AI Article Synopsis

  • Innate lymphoid cells (ILCs) are diverse immune cells whose roles in liver cancer (specifically hepatocellular carcinoma or HCC) are still being discovered, including their presence in blood samples from HCC patients.
  • A study analyzed ILCs in the peripheral blood of HCC patients before and after treatment with immune checkpoint inhibitors (ICIs), finding increased ILC1 and decreased ILC3 cells, as well as a unique subset of NK-like ILCs with cytotoxic markers that improved after treatment.
  • The research revealed that changes in ILC populations, especially the NK-like ILCs, were linked to better patient outcomes, suggesting that ILCs could serve as valuable indicators for studying the innate immune

Article Abstract

Innate lymphoid cells (ILC) are a heterogeneous and plastic population of cells of the innate immune system. Their role in cancer and specifically in hepatocellular carcinoma is unraveling. The presence of ILCs in peripheral blood of HCC patients has not been explored yet.

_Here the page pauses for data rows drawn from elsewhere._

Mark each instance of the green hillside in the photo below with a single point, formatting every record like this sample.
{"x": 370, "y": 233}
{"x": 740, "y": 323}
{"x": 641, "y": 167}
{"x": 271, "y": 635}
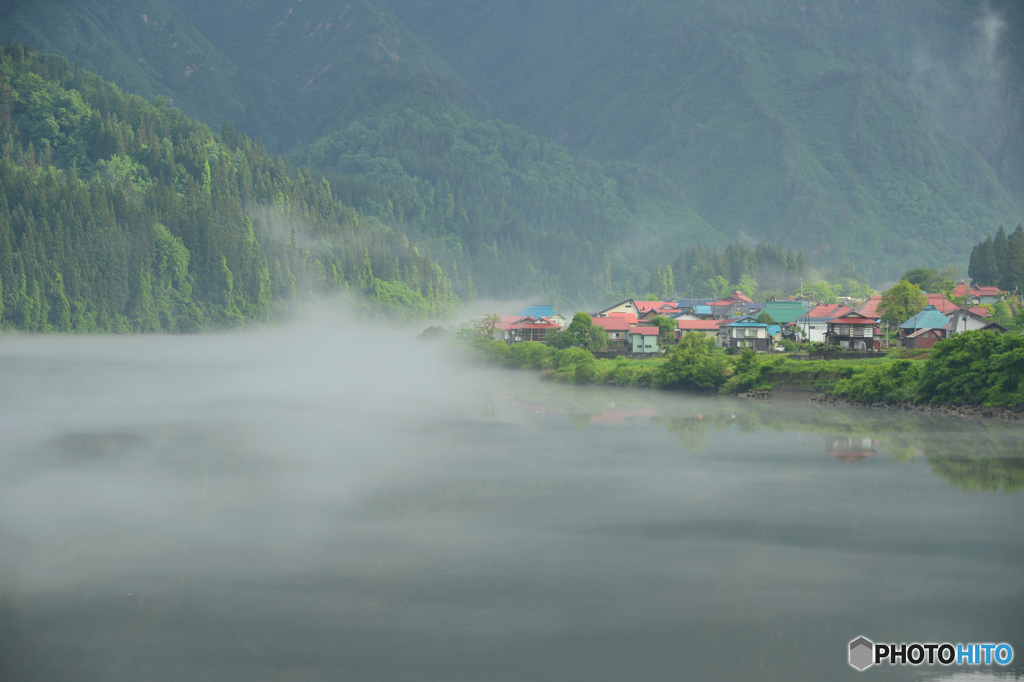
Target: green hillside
{"x": 800, "y": 123}
{"x": 121, "y": 215}
{"x": 568, "y": 147}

Their role and function in response to checkpoint inhibitor therapy have also not been explored. Here, we characterized ILCs in PBMC of HCC patients at baseline and after treatment with immune checkpoint inhibitors (ICI) by flow cytometry and single-cell sequencing. Characterization of ILC subsets in PBMCs of HCC patients showed a significant increase in ILC1 and a decrease in ILC3 frequencies. Single-cell RNA-sequencing identified a subgroup of NK-like ILCs which expressed cytotoxicity markers as well as NKp80/. This NK-like population showed low abundance in patients with HCC and was enhanced after combined anti-CTLA-4 and anti-PD-1immunotherapy. Trajectory analysis placed this population in between ILC1 and ILC3 cells. The transcriptomic signature of NK-like ILCs was associated with better progression-free survival in large HCC cohorts. This study shows a previously unknown effect of ICI on the composition and plasticity of ILCS in peripheral blood. Thus, ILCs from PBMC can be used to study changes in the innate immune system under immunotherapy.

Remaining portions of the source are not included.